It started in 2014. A single incident involving one young boy in a small village in a country on the Western Coast of Africa. He, Emile, was the zero patient and the victim of what would later be broadcast across media outlets, an image of the microscopic squiggly loop of the Ebola virus. As time wore on, the Ebola virus would eradicate entire villages and herald predictions of doomsday across the globe. Within less than two years, the disease killed over 11,000 people according to BBC News. The international crisis was met with determination from the UNICEF organization which immediately responded to the epidemic and continues to provide its assistance in highly impacted regions. Ebola’s spread and impact has been widely covered by the media, bringing stories, such as those of Alhassan Kemokai, to light.
A 34-year-old father from Sierra Leone, Alhassan Kemokai was infected with the Ebola virus and, fortunately, survived the disease. While he was infected with Ebola, he endured the fevers, bleeding, and vomiting that generally accompany the disease. Following his dismissal from the health facility, he began to offer his assistance to Ebola workers, exposing himself to the virus for the sake of others. He describes to UNCIEF his volunteering to perform the most “high-risk jobs” because his immune system, which had already been exposed to the disease, was capable of warding off a second infection. He came into direct contact with patients and the bodies of dead patients. Acting out of selflessness, he placed himself into extraordinary conditions to assist patients and assist other healthcare givers, and when he suspected that he had contracted the infection again, he removed himself from contact with other people.

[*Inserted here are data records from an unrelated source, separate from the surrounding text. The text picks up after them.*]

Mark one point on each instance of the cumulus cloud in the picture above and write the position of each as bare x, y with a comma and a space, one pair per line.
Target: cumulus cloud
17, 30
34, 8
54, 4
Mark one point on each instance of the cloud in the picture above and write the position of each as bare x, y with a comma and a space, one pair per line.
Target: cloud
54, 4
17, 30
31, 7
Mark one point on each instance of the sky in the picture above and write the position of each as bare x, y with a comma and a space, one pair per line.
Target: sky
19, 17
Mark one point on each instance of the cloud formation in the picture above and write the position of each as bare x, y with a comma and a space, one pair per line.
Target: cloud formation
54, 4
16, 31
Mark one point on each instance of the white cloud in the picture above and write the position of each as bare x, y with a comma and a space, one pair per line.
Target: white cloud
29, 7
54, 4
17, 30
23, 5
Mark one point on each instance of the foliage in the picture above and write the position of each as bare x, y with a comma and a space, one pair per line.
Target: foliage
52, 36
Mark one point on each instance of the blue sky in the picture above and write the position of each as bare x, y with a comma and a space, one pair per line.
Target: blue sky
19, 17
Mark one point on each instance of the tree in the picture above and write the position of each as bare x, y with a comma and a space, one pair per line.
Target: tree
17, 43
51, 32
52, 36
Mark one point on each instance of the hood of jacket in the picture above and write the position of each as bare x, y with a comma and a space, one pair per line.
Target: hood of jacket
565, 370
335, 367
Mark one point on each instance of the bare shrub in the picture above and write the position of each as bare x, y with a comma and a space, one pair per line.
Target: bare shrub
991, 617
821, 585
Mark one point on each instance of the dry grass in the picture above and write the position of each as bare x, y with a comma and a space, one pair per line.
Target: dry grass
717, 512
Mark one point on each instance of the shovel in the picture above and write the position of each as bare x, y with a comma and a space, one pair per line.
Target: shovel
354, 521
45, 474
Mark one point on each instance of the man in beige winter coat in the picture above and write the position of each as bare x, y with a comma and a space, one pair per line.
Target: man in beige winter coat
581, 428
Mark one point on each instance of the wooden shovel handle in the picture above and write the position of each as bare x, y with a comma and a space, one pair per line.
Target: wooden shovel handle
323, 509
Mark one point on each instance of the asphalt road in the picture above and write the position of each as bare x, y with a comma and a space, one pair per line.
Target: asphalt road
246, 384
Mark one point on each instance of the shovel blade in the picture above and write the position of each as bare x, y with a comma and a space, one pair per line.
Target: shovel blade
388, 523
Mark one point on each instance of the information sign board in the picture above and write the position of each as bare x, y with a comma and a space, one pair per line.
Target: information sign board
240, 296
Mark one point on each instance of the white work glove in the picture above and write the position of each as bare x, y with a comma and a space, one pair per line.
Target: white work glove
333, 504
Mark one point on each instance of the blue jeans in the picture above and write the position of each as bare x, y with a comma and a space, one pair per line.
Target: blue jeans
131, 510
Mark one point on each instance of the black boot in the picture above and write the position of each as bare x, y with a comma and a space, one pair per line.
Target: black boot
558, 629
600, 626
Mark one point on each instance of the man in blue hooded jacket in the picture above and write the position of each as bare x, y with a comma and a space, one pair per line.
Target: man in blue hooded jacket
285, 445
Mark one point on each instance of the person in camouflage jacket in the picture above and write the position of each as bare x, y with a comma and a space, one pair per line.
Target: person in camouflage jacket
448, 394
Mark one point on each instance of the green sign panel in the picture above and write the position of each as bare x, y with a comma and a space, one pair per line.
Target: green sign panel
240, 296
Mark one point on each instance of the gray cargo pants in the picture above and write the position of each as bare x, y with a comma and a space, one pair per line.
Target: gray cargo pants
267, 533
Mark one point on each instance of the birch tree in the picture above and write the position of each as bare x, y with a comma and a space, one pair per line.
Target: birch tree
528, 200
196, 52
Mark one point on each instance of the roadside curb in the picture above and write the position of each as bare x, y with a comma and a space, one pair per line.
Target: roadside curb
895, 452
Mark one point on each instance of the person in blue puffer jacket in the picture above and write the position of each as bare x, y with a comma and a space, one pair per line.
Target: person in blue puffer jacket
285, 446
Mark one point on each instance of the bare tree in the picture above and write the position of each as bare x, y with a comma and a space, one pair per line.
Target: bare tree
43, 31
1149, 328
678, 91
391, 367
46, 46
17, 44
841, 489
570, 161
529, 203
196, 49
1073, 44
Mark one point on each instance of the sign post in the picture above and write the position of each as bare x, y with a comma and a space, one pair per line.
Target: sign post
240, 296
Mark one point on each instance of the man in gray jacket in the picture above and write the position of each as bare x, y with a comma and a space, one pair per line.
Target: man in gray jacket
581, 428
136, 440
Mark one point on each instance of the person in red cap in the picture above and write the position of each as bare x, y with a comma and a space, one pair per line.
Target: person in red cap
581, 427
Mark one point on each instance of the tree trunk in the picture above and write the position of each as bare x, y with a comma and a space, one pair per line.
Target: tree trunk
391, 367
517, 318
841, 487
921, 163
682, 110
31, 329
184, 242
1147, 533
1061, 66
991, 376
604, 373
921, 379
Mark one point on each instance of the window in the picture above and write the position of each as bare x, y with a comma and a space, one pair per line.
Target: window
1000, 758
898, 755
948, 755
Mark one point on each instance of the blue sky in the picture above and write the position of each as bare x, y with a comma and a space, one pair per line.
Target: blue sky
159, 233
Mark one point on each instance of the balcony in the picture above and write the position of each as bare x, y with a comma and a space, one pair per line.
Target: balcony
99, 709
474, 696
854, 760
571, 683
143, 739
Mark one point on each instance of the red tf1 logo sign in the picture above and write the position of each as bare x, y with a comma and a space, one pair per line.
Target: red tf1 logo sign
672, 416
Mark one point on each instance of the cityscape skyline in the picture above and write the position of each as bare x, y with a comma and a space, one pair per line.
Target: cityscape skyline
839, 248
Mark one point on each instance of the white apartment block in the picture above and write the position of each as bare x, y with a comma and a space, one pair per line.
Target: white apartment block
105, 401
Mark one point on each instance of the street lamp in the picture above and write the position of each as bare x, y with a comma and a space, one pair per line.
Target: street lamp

Along with over West African countries, such as Guinea and Liberia, Sierra Leone, where Alhassan Kemokai lived, was highly hit by the epidemic. To meet the demands of the epidemic, UNICEF was active in each of these countries, setting up medical facilities, providing water and sanitation, and sending vaccines, medicines, supplements, IVs, protective clothing, and mosquito nets.Over 13,000 cubic meters of supplies were shipped to areas to combat the spread of the virus. In 2014 alone, 4 million routine vaccines were administered to ensure better health. By providing these resources as well as trained workers, it was able to improve the survival and prevention of infection. UNICEF also mobilized communities to support and to be informed about the disease through the media, community leaders, and social workers. UNICEF reached out to over 20,000 local leaders and educators to raise awareness and caution. In addition, the organization provided basic necessities such as food and water supplies.
Although the epidemic has subsided, the after effects of the virus still linger, and UNICEF is still active. Infected individuals are provided with water and sanitation at medical facilities supplied with treatments. Health workers in these regions are trained to diagnosis and treat these patients most effectively, and educational materials have been distributed to rebuild communities where children’s education was interrupted by the epidemic.
Life after the outbreak has not been without its challenges for Alhassan Kemokai, unfortunately. Survivors of Ebola face the stigma of having had the deadly disease. People from Alhassan Kemokai’s community will even refer to him as one of the “Ebola people”. One of the greatest challenges is showing people that Ebola survivors can no longer transmit the virus and are not health threats. For that reason, UNICEF has coordinated with 45 radio stations and approached 400,000 homes to increase awareness and understanding of the disease to transition survivors back into healthy lives.